You are currently viewing Spark SQL Create a Table

Spark & PySpark SQL allows you to create a database and table either directly from DataFrame, from Temporary views, or from external source files. In this article, we shall discuss how to create a table in Hive and Databricks.

In order to create a Hive table from Spark or PySpark SQL you need to create a SparkSession with enableHiveSupport(). So, let’s create a Spark Session with Hive support enabled while creating the Spark Sessions using its builder() method.


//enableHiveSupport() -> enables sparkSession to connect with Hive
val spark = SparkSession.builder()
    .master("local[*]")
    .appName("SparkCreateTableExample")
    .enableHiveSupport()
    .getOrCreate()

1. Create a Table in Hive from Spark

You can create a hive table in Spark directly from the DataFrame using saveAsTable() or from the temporary view using spark.sql(), or using Databricks. Lets create a DataFrame and on top of it creates a temporary view using the DataFrame inbuild function createOrReplaceTempView.


import spark.implicits._

// Create DataFrame
val sampleDF = Seq(
    (1, "Tiger"),
    (2, "Lion"),
    (3, "Monkey")
  ).toDF("id", "animal")

// Create temporary view
sampleDF.createOrReplaceTempView("sampleView")

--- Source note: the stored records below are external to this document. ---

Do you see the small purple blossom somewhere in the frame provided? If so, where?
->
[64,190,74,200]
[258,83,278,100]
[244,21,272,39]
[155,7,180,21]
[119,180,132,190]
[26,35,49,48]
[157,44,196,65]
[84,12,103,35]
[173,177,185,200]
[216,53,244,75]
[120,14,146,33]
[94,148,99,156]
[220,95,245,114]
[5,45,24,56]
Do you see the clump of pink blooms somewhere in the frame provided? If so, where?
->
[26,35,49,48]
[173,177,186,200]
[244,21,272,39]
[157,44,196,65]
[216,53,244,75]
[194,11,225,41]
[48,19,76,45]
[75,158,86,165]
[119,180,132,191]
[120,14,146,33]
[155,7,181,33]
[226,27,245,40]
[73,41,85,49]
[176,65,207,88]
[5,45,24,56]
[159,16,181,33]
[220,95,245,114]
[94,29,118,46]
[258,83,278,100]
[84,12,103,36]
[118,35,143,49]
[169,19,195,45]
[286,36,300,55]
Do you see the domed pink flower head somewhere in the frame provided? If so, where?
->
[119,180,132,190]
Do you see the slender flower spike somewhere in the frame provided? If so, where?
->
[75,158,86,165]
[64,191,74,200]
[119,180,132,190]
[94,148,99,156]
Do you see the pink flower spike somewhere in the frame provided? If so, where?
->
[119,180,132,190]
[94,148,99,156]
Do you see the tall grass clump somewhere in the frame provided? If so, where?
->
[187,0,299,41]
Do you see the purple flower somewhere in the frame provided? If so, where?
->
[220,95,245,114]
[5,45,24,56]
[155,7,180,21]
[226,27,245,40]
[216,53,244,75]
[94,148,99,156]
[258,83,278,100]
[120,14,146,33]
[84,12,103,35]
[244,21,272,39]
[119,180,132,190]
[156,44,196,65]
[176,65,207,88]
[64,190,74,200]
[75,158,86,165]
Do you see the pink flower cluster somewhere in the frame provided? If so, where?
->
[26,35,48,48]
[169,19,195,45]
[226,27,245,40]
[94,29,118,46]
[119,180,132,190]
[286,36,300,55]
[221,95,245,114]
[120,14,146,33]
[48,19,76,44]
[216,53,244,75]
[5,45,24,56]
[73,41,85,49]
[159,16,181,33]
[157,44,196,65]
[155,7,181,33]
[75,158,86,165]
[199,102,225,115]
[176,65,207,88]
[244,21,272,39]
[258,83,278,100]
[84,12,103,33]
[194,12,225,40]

1.1. Using Spark SQL Temporary View

Use spark.sql() method and CREATE TABLE statement to create a table in Hive from Spark temporary view. Above we have created a temporary view “sampleView“. Now we shall create a Database and Table using SQL in Hive Metastore and insert data into the Hive table using the view we created above.


//Create a Database CT
spark.sql("CREATE DATABASE IF NOT EXISTS ct")

//Create a Table naming as sampleTable under CT database.
spark.sql("CREATE TABLE ct.sampleTable (number Int, word String)")

//Insert into sampleTable using the sampleView. 
spark.sql("INSERT INTO TABLE ct.sampleTable  SELECT * FROM sampleView")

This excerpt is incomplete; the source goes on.